FlexGalaxy.AI Platform Architecture¶

Overview¶

FlexGalaxy.AI is an Application Platform as a Service (APaaS) for building robotic and agentic applications. Developers build applications on top of the platform’s horizontal services. Syrius Robotics is the first developer, dogfooding the platform by building its own products on the same APIs and interfaces available to third-party developers.

Core Principle¶

No privileged access. First-party applications (WES, ClearJanitor, SiteView, OpsFlow) use the same public APIs, the same authentication (DotID/OIDC), and the same constraints that any third-party developer would encounter.

Platform Service Map¶

Data Plane — The Physical World Interface¶

Service	Responsibility
DeviceAdmin	Device enrollment, alert monitoring, and OTA status visibility. The unified device management interface — wraps ThingsBoard for connectivity and alerts, reads hawkBit for update status. Developers never interact with ThingsBoard directly.
ThingIO	IoT data processing, analytics, and dashboard visualization. Built on Apache StreamPipes. Applications register custom dashboards, widgets, and data pipelines scoped to their enrolled devices.
OTAForge	OTA artifact management and policy-driven rollout automation. Built on Eclipse hawkBit. CI/CD access keys for artifact publishing, policy-driven rollouts (polls DeviceAdmin, evaluates policies, auto-creates rollouts), proxied DDI endpoint, and distributor portal.

Identity Plane — Who and What Has Access¶

Service	Responsibility
DotID	Identity and access management, modeled after AWS IAM and Organizations. Built on Keycloak. The umbrella for all identity concerns.
Org Service	Account hierarchy and organization structure. Manages multi-tenant relationships — organizations, member accounts, sites, and resources across a three-tier model.
IAM Identity Center	Cross-account access and SSO. Enables visibility and permission sharing across organizational boundaries (e.g., leasing company sees assets across multiple contractors).
StarGate	Internal web application for administering the Identity Plane. Named in the spirit of AWS Gandalf — the gatekeeper.

DotID Subsystem Relationship:

DotID (umbrella)
├── Org Service (who belongs where)
├── IAM Identity Center (who can access what, across accounts)
└── StarGate (admin UI for managing it all)

Spatial Plane — Where Things Are¶

Service	Responsibility
Equator	Spatial data management. Source of truth for maps, floor plans, zones, coordinates, racks, charging stations, landmarks, geofencing boundaries.
Marie	Spatial query engine. Named after Marie Tharp, the oceanographic cartographer. Uses Equator’s map data to fulfill queries from applications — proximity searches, coverage analysis, path clearance, zone-based lookups.

Relationship: Equator is the data, Marie is the intelligence on top of it. Developers interact with Marie; Equator manages the underlying spatial model.

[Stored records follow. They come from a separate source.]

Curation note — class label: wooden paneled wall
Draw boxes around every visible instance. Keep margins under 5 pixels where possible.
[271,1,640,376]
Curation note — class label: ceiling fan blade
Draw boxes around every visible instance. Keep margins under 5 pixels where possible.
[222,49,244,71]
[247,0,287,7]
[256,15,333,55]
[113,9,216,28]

Intelligence Plane — What To Do, When, and How¶

Service	Responsibility
Planner	Strategic, multi-resource, order-level task decomposition and goal reasoning. Operates at the platform/cloud level with a global view of all resources.
Scheduler	Resource allocation and time optimization. Supports one-time scheduling (order-driven, e.g., WES), recurring/cron-style scheduling (schedule-driven, e.g., ClearJanitor), and conditional scheduling (event-driven, future).
Execution Manager	Orchestrates and monitors task execution. Manages the execution contract lifecycle — pushing contracts to edge devices, maintaining projected state during offline periods, reconciling actual state upon reconnection.

Governance Plane — Rules That Guide All Decisions¶

Service	Responsibility
Policy Service	Stores, serves, and enforces policies. Every decision-making service in the Intelligence Plane consults the Policy Service before acting.
Policy Validator	Conflict detection, safety checks, deadlock prevention, coverage gap analysis. Mandatory validation before any policy goes live.
AI Policy Agent	Conversational policy creation. A platform service that uses app-provided Domain Policy Schemas to understand domain context, enabling it to translate user intent into formal policies through natural dialogue.

Policy Hierarchy (enforcement order):

Platform defaults (safety, physics, hard limits) — cannot be overridden
    ↓
App-defined policies (developer presets) — can be customized within bounds
    ↓
User-defined policies (via AI Policy Agent) — validated before activation

AI Policy Agent Architecture:

The Agent is domain-agnostic at its core. Each application registers a Domain Policy Schema that provides the domain knowledge the Agent needs:

Platform provides:              App injects:
├─ Conversational engine        ├─ Domain ontology (entities, actions)
├─ Policy syntax understanding  ├─ Domain constraints
├─ Validation logic             ├─ Available strategies
└─ Common concepts              └─ Example policies / best practices
    (devices, zones, time)

The Agent operates in two modes:

Creation mode — help users set up new policies through conversation
Audit mode — explain current policies, simulate “what would happen if…” scenarios

Ecosystem Plane — Distribution¶

Service	Responsibility
Marketplace	Application and component distribution. Where developers publish apps and reusable components.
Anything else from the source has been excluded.